Court Opinion

ID: 3712071
Source: CourtListenerOpinion
Date Created: 2016-07-06 06:46:32.761111+00
Date Added: 2024-06-11T09:37:16.622011
License: Public Domain

I would not go so far as to say that a "change of heart" is necessarily an insufficient basis for a presentence motion to withdraw a plea of guilty or no contest.  Crim.R. 32.1 confers very broad discretion on the trial courts, a discretion that can be exercised in favor of a change of heart.  The real issue is as to what a particular change of heart involves.
Here, though the motion was made before sentence was imposed, the court applied the more stringent "manifest injustice" standard because the Defendant had learned of the sentence the court intended to impose and was unhappy with it.  That was proper.
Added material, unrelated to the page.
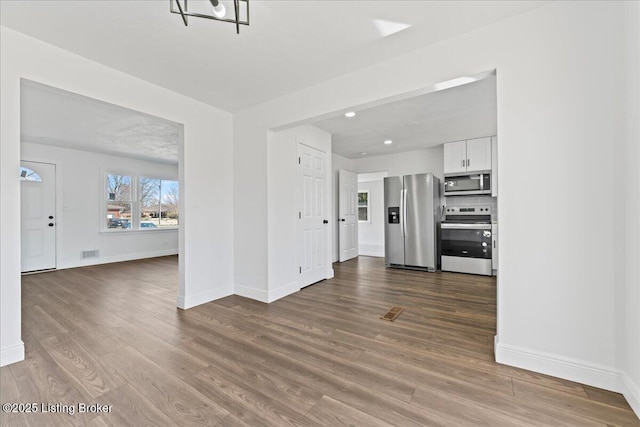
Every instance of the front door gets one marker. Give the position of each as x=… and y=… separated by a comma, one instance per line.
x=37, y=212
x=312, y=215
x=348, y=219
However, telling the defendant what that sentence likely will be is an irregular practice, one that has caused problems of this kind in other cases.
The different standard that Crim.R. 32.1 imposes for motions made after sentence is imposed necessarily presumes that defendants are unaware of their sentences before the sentence is pronounced by the court.  It appears that a different practice is followed in the General Division of the Montgomery County Court of Common Pleas.  Counsel are regularly told what sentence the court intends to impose before it is imposed.  This has two drawbacks.
First, it can, and in other cases has, resulted in presentence motions to withdraw that, as here, must be determined on the post-sentence standard that Crim.R. 32.1 imposes.  For consistency's sake, the rule should be applied as written whenever possible.
Second, and more ominously, the practice has the potential of undermining the plea that is entered by misleading defendants about their prospects.  If told by their counsel that they will learn of a probable sentence before it's imposed, when the underlying plea may easily be withdrawn, defendants will enter a plea in that expectation.  That would impair with the "intelligent" character of the plea that's entered because, as this case shows, it's not likely to happen.
Plea bargaining is an essential component of the criminal justice systems.  However, every effort must be made to avoid any misunderstanding of it or its outcome on the part of the defendants.  The practice of informing counsel, and through counsel the defendant, of a probable sentence before it is imposed is not consistent with the scrupulous regard for the defendant's clear understanding that the system requires.  It should be avoided.